From Winamop.com

His Talented Shoulders


By clanging six coffees, I fool my liver into another day of empty process. Out I zoom, onto the sales floor, hungry for customer scalp and stale Doritos. Bingo. I need to bury this man in jargon until he silently cries, “help!”

His shirt is ruffled like tiny cock-bulges, traversing his shoulders. Suddenly, I’m fondling his little upturned penises, but they’re soft and hollow and I say, indignantly,
“These aren’t for me...are they?”
He doesn’t seem to follow, or notice I’m blinking tears.

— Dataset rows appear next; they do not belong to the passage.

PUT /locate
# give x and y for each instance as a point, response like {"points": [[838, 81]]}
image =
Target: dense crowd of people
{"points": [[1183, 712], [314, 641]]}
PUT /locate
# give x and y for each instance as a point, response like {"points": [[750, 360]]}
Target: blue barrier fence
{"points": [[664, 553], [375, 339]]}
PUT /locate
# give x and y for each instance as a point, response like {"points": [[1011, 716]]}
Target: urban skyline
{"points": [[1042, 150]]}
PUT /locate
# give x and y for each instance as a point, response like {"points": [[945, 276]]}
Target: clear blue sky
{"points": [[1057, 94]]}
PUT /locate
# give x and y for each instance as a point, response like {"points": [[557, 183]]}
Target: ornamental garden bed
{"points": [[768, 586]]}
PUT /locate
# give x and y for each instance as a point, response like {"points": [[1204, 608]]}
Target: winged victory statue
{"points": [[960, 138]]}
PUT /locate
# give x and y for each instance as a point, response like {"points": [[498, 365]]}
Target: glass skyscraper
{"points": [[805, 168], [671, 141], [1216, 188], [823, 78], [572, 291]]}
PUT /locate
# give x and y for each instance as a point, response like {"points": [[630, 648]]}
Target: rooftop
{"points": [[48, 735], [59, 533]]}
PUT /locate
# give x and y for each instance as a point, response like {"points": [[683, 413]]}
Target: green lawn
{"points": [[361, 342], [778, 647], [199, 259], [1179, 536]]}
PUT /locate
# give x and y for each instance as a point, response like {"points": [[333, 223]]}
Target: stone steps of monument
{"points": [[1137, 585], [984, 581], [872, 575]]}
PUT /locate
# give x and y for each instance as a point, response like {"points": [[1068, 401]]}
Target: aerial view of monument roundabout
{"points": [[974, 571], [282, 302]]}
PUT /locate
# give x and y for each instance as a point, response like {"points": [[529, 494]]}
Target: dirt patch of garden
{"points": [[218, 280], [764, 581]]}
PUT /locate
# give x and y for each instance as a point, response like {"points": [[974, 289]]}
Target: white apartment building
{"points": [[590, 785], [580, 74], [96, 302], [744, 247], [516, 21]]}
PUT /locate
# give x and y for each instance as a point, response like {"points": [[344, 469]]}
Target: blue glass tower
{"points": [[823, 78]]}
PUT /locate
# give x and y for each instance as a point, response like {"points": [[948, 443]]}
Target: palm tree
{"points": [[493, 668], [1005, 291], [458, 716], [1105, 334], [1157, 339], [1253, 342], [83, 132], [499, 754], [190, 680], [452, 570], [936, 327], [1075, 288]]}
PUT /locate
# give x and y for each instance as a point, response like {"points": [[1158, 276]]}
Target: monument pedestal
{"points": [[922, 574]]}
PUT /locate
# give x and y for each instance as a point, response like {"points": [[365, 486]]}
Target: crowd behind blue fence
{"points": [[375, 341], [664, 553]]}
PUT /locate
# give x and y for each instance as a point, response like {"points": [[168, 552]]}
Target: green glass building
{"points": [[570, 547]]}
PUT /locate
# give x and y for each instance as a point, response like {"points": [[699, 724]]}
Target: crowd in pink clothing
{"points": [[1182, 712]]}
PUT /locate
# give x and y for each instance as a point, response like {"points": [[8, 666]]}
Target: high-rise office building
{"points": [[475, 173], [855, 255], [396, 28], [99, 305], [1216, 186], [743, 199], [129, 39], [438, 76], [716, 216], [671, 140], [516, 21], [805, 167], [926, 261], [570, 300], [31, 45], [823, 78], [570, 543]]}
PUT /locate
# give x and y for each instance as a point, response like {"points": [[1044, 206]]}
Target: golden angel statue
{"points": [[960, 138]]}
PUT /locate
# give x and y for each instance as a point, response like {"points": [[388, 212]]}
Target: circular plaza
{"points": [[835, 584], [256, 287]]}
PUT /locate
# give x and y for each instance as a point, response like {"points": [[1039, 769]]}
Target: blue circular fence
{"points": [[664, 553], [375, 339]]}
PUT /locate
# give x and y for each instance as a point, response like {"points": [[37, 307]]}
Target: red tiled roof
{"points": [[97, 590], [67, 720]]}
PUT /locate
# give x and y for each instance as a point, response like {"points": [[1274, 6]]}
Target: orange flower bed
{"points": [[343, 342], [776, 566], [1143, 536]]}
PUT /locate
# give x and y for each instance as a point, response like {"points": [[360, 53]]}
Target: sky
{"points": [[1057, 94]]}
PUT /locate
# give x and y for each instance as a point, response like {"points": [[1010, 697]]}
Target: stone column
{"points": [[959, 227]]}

I’m banned from the sales floor for something entirely different. A scientific experiment, if you will, to prove if B-cup tits can clap, but my conclusions are top secret, and my supervisor, Reginald, is ramped to send me home again early, with no pay, and for no good reason.
I see him coming and scoop my multitudinously erect friend into my office to close a deal. On what product, I could not tell you. So, I’m pelting this talented man with my usual gibberish, playing with my tie, smiling at my reflection in the laptop monitor. He’s strumming those tiny boners in a way that makes me think, among other things; he doesn’t really know what we’re talking about either.

I just want to share a pickled egg with this man and meet somewhere in the middle.
I just want to strum him like a human xylophone and feed his boners me.
I just want him to kiss me in a way that christens my freshly severed cock-mound into burgeoning womanhood.

But no, I hear the microwaves beeping on, and the Reg- meister floats past the door, brandishing a large cheese grater and pointing from me to it.
And now my man, who must have swam in radiation as a child, is slowly backing out. I squirt nipple juice his way, and scream for his exit, in an embarrassed rage of self-imposed rejection.
The clown-colored lights coagulate through the exterior window of my office, which holds a stately view of the now-filled parking lot.
“I should be allowed to speak this way to other humans!” I yell to my well-crafted, minimalist office artwork, then add, much more impotently, “self-expression is more important than work.”
As they approach, walking briskly, I throw open my desk drawer and, instead of taking out the gun, I grab a notepad and start writing this.